Fear. We all have faced it in some form or the other; be it fear of height, water, darkness, loneliness, examinations, public speaking, and the list goes on.
Regardless of its intensity, we always have a choice to either remain entrapped in fear for years or find ways to defeat it. I held on to my fears of water and height for almost my entire life. Over time, I became so comfortable with these fears that unknowingly I started doing things to keep my fear in place.
Isn’t that what we all do! Keep our fears in their places. Once a fear grips us and makes itself comfortable in our heads, it is difficult for us to come out of the comfort zone.
After months of turmoil, I decided to face my fear, deal with it and put it to rest. I gathered the courage to do a Flying Fox to get over my phobia of heights. Next up, I went for white water rafting to fight my fear of deep water. And in doing so, I learnt a few lessons, which I am sharing with you here today.
Fear is just a thought
We know our actions come from our thoughts. Whenever we think of doing a particular task that scares us, we find ourselves engulfed in fear. For example, in fear of public speaking, the moment a person visualizes themselves standing in front of a crowd; they are rendered motionless, bewildered at the mere thought of standing up there, facing people. So, we end up allowing our thoughts to drive our actions.
I figured out what fear really is. It is just a thought before we act. Would I feel the same fear if I saw myself as a part of that crowd or if I focused on my speech than what others will think of me? Of course not.
Once we shift our focus to the action, fear will take a back seat. More often than not, it is the fear of whether others will approve of us which makes us forego wonderful experiences in life. As soon as I learnt to let my inner strength wash this fear from my mind, I felt free to go out there and do my thing.
Accepting your Self
You may have heard, ‘we are what our thoughts are’ and ‘our thought weave our destiny’. However, I learnt that it all starts with me and how I fine-tune my thoughts. It is I who can feel like hell or heaven in any situation. If I am always in a constant struggle to prove a point, I will always be suffering.
Whereas the moment I decide to go ahead and do something for my own self, good things begin to happen. I learnt that it is best to accept yourself as you are, and then work on the things YOU wish to change about yourself.
Be one with nature
In order to conquer our fear of things; we need to cultivate a love for all things created by nature. If I fear deep water, would I feel the same fear if I visualized myself as a drop in that water…flowing with careless abandon. If it is the height that I fear, let me become the breeze that flows over me, moving freely across the open sky, scaling unfathomable heights.
Having unconditional love towards all be it a rock, a mountain or a grain of the sand, fostering a feeling of togetherness and oneness with the elements can help us overpower our fear of those elements.
Reject people’s version of who you are
We are told who we are by others, and more often than not, we accept people’s notion of us as reality, without ever asking ourselves, is that who I really am?
I learnt that most of the thoughts we give so much emphasis to, are not our own.
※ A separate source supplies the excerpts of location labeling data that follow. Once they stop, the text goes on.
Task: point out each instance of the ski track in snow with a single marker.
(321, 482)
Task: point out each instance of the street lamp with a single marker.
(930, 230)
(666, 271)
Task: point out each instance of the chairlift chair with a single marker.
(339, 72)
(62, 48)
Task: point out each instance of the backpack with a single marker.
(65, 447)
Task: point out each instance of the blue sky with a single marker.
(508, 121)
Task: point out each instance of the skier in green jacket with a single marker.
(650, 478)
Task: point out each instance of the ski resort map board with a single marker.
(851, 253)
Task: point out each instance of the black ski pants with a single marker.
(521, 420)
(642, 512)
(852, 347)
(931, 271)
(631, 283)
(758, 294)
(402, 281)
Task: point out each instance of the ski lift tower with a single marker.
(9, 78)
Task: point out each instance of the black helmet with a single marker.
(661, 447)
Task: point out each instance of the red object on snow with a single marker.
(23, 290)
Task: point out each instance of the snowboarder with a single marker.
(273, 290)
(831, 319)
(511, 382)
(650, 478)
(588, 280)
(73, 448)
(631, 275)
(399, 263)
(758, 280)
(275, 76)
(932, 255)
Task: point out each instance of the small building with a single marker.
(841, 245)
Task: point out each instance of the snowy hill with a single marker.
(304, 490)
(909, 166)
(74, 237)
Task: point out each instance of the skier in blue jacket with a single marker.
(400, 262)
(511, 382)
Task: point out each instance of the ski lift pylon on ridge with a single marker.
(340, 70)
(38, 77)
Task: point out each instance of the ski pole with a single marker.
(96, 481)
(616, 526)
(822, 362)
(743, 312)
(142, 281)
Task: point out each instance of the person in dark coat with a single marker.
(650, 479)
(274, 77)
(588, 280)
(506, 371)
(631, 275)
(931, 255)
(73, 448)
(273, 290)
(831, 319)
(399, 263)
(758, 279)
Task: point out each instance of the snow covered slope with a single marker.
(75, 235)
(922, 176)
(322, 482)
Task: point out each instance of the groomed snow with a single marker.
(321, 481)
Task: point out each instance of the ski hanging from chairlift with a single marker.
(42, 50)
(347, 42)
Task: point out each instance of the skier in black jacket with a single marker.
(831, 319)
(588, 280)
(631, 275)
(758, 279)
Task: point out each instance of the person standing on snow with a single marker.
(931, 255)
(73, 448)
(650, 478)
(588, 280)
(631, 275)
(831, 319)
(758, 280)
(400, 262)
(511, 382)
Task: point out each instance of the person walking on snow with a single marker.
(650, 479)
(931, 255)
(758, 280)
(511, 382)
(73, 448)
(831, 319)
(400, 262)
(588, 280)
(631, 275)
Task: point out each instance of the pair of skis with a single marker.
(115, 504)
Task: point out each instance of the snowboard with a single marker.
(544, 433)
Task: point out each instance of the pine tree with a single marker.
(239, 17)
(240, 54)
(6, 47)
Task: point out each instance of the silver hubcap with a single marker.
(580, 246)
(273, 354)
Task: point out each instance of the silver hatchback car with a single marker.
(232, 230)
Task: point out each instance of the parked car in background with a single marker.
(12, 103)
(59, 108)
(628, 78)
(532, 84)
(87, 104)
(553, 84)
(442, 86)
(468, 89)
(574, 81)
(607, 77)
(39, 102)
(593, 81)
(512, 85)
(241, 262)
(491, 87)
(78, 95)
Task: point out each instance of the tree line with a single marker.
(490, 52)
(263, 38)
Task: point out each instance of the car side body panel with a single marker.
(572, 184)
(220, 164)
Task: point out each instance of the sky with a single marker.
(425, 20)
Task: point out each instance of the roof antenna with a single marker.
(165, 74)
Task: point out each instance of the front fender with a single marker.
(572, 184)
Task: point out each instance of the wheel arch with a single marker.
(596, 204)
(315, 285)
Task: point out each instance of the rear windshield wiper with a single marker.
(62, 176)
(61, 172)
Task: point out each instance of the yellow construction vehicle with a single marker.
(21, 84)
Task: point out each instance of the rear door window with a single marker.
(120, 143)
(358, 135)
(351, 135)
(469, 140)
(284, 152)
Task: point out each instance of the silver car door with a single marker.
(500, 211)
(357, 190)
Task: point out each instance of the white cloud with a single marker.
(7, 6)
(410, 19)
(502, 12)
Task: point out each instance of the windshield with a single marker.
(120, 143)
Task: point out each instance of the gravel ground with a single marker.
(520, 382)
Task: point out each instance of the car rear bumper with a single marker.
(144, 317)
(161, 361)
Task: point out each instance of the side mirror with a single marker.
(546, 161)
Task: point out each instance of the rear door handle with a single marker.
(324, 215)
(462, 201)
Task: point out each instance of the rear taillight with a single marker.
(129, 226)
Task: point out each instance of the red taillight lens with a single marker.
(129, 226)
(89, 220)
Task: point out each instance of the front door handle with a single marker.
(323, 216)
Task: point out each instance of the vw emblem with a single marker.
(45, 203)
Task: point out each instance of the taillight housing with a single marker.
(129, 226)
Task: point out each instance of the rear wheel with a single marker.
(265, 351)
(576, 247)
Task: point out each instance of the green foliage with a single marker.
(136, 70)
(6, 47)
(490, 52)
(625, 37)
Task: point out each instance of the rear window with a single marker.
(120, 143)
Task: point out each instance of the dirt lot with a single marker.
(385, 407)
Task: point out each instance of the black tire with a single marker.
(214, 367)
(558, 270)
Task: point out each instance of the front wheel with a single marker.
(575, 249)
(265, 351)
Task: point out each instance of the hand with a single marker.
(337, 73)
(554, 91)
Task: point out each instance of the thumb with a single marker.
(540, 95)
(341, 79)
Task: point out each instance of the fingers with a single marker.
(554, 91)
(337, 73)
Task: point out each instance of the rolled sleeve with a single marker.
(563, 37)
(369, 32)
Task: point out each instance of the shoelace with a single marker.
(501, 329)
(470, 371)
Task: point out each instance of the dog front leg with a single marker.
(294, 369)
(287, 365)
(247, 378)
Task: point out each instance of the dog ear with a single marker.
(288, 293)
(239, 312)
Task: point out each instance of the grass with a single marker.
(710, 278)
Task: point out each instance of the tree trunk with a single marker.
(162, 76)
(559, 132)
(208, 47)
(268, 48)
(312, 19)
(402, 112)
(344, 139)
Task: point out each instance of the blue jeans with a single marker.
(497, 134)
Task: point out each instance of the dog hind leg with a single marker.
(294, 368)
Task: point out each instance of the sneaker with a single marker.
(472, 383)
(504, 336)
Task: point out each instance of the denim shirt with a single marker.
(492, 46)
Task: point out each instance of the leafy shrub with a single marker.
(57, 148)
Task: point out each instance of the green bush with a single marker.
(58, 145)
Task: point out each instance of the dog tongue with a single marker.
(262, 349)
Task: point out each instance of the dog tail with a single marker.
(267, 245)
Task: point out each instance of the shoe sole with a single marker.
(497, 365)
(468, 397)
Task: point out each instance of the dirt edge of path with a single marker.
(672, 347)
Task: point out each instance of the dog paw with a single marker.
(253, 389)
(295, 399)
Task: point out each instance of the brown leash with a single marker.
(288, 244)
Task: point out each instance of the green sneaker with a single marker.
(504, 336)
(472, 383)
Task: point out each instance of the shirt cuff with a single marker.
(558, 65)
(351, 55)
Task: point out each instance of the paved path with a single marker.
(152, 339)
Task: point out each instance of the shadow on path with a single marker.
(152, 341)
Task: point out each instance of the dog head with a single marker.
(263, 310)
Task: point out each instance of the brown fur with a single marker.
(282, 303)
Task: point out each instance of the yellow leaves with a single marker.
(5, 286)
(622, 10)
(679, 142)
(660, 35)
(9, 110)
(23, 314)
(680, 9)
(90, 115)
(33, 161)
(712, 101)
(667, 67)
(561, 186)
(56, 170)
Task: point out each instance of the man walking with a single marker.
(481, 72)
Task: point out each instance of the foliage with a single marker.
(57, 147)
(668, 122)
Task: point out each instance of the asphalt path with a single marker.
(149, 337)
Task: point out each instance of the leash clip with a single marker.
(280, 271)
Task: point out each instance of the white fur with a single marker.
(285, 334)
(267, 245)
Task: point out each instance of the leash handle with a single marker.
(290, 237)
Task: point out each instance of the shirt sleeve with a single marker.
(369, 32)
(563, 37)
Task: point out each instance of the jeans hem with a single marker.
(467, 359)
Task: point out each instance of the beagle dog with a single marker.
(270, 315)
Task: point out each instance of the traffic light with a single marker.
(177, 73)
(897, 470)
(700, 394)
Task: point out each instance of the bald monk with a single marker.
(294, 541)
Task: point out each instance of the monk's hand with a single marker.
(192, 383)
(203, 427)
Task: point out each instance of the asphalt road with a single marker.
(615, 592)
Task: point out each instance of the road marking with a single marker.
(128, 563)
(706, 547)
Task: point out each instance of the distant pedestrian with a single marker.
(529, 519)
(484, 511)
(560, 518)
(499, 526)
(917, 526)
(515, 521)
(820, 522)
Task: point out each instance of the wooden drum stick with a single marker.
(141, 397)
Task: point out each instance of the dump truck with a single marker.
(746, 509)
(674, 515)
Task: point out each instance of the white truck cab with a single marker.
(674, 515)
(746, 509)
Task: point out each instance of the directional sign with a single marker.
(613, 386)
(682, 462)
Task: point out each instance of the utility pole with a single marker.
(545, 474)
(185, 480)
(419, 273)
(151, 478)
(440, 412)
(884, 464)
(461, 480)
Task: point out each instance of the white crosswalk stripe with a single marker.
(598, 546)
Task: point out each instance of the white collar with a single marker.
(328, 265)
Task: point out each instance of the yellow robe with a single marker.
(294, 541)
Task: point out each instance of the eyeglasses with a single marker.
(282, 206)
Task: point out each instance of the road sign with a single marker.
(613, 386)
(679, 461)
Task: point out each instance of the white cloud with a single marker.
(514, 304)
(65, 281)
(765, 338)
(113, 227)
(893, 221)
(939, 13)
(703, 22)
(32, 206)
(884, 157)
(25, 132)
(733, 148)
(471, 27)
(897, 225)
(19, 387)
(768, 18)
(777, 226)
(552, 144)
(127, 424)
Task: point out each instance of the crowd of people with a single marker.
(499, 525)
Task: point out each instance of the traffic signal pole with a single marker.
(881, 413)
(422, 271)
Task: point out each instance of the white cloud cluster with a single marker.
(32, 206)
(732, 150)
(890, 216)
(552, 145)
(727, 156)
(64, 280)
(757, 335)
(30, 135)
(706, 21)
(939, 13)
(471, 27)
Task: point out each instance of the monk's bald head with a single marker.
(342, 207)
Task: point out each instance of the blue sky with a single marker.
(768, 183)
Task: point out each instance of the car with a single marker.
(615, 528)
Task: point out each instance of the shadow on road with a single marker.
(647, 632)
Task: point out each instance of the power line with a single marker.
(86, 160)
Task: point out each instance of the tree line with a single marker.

They are just the information which seeps into our minds and hearts from our surroundings and our long held beliefs. I also observed that these beliefs are not our own either. Imagine yourself as an individual born in a different place, at a different time where things are not taboo, and you may chance upon a new version of yourself.
We need to remind ourselves that whatever others are telling us is their story. And we must not accept other’s story as our story. We all are unique in one way or other, and therefore, how we feel and experience things is bound to be different.
As a child, I used to fear darkness, thanks to all the ghost movies we watched back then. That fear played itself out every time I played dark room with my friends. Not being able to stand darkness for long, I would end the game abruptly, not knowing that I was giving my fear a chance to grow bigger every time I succumbed to it.
Many of our fears are rooted in our childhood. I have taken a conscious decision to let it all be a thing of the past, and to live every minute of my life with a renewed thought process which is not smeared by unpleasant memories.
As someone rightly said, It is not the fear of the unknown that terrifies us; it is the fear of the known coming to an end that bothers us.
I chose to cut the cocoon of my past; my fear, to be in my present. Fearlessly.